Wenn du lieber darüber lesen möchtest, wie du dein eigenes Camp von Grund auf gestaltest, behandelt der Trainingslager-Guide Stützpunkte, Ausrüstung und Logistik. Diese Seite ist das Gegenteil: eine echte Beispielwoche, der du Etappe für Etappe folgen, deren Tage du je nach Wetter tauschen und die du nach deinen Beinen vergrößern oder verkleinern kannst. Die Distanzen bleiben bewusst locker — die genauen Profile findest du auf jeder Anstiegs- und Routenseite —, denn die richtige Länge für „Tag 3" hängt ganz davon ab, wer du bist. Fest steht die Form der Woche und die Straßen, auf denen sie aufgebaut ist.
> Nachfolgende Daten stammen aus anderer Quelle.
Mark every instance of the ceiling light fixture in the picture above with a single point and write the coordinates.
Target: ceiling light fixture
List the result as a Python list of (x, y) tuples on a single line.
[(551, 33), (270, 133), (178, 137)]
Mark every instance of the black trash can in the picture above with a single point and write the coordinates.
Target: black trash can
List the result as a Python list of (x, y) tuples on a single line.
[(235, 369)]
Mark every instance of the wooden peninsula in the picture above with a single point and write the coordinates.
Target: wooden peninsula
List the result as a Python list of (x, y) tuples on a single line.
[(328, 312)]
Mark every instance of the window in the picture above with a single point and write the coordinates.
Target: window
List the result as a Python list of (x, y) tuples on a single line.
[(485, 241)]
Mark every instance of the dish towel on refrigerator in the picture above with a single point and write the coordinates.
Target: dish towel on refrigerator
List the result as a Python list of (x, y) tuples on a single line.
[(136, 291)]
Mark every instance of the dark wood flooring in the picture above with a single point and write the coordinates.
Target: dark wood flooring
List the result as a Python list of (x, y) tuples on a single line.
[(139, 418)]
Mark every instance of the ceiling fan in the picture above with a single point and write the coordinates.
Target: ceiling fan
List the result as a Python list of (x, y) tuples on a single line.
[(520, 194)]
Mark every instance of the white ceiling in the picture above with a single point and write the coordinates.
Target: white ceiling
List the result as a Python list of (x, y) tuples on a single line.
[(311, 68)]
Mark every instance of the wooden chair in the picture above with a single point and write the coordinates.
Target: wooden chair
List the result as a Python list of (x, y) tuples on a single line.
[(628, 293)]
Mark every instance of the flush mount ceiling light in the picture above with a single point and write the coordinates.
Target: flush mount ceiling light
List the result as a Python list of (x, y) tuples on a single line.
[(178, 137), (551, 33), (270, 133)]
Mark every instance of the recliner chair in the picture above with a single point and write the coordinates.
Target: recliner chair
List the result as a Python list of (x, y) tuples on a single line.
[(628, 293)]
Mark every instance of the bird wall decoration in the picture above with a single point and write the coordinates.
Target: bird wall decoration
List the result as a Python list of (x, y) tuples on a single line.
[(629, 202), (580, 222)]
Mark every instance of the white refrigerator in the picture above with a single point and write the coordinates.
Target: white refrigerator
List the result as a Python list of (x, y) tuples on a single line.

Ein kurzes Wort zur Basis. Der Norden ist die klassische Wahl für eine solche Woche, weil fast alles unten von der eigenen Haustür aus erreichbar ist und du eine flache Bucht hast, auf der du an den leichten Tagen ausrollen kannst. Wenn du noch genau überlegst, wo du übernachten sollst, behandeln die Guides Rennrad in Pollença und Rennrad in Alcúdia beide Enden der Bucht. Jetzt zur Woche.
Tag 1 — Lockere Buchtrunde
Belastung: sehr leicht, ca. 1,5–2 Stunden. Sei am ersten Tag kein Held. Nach einem Flug, einem Radaufbau oder einer Mietradabholung hast du nur diese Aufgaben: prüfen, ob das Rad funktioniert, die Beine wecken und lernen, wohin die Buchtstraßen führen. Roll eine flache, sanfte Runde um die Bucht von Pollença und Alcúdia — hinaus zu den Feuchtgebieten und zurück oder ein gemächliches Hin und Zurück an der Strandpromenade. Bleib in den untersten Gängen, halt auf einen Kaffee an, repariere alles, was klappert. Das ist Erkundung und Organisation, kein Training. Wenn du ein Rad gemietet hast, ist das die Fahrt, auf der du merkst, dass der Sattel zwei Zentimeter zu hoch ist; bring das jetzt in Ordnung, nicht an Tag 3.
Tag 2 — Cap de Formentor
Belastung: moderat, ca. 2,5–3,5 Stunden. Die spektakulärste kurze Tour der Insel und der perfekte zweite Tag: genug Höhenmeter, um die Beine zu öffnen, kurz genug, dass du dir vor den harten Tagen kein Loch gräbst. Fahr hinaus zum Leuchtturm an der Nordspitze der Insel über den Anstieg zum Cap de Formentor — eine wellige Straße auf der Klippenkante mit Meer auf beiden Seiten und einem Stich in den letzten Rampen. Fahr früh los. Die Halbinsel füllt sich am späten Vormittag mit Verkehr und Reisebussen, und das Licht im Morgengrauen ist der Grund, warum die Leute hierherfliegen. Nimm es als Grundlagenfahrt mit einer echten Anstrengung am Anstieg zum Leuchtturm. Das ganze Hin und Zurück hält die Route zum Leuchtturm Formentor fest.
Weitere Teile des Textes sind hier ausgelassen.